Making sure your images load in a reasonable amount of time within your website is important both for your users looking at the website and also for search engine reasons too. When you have the ability to add images to your website yourself, using software like WordPress as I choose to use for my websites, you need to follow best practices to ensure that happens.
Here’s an example….lets imagine you’re a kitchen fitter with a gallery on your website where you want to add some ‘before’ and ‘after’ photos of your recent work. You take some photos on your IPhone at your clients house and have their permission to include these photos of their new kitchen on your website to advertise your work. Your IPhone will take photos of a reasonably high quality say approx 4000 pixels wide as a standard size. Websites can use images at far lower resolutions than those required for print and so something of that size would be significantly more than you would need for the website. If you add your images at that size, say you add 10 new photos to the gallery, then the website needs to process those large images and show them at a reduced size especially when viewing via a mobile phone. This all takes time and will make the page take a while to load up for your users to view. Google will also notice this and as it rewards websites that load quickly, this will not help with your rankings.
What can you do?
So to ensure that your images load quickly on a web page, you need to reduce the size before you upload them into the gallery, page or post. You may be able to do that via your phone or you may have Photoshop or some other software on your computer or Mac that allows you to resize things. As a guide, anything that doesn’t need to stretch full width across a screen would probably do just fine at no more than 1000px in width. So an ‘about’ image on a page, or an image for a blog post such as the one at the top of this page. Larger full width images are usually pretty crisp at around 2000px so the 4000px of the original image is way more than is required.
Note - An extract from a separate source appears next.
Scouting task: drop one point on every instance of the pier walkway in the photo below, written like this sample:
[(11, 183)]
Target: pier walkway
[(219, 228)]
If you don’t have any software to resize things, there is a great website which allows you to edit images easily called Pixlr https://pixlr.com/e/. Its free, you don’t need to download anything and its got some great features. Upload your photo, edit the size to smaller and then resave. I would always recommend keeping a larger version of your original image safe in case you need to print it as then a larger higher res version would be needed. But having a lower res version for website use is fine and keeps things speedy.
Then you can be sure that using correctly sized images will load up quickly for your users and keep Google and search engines happy too!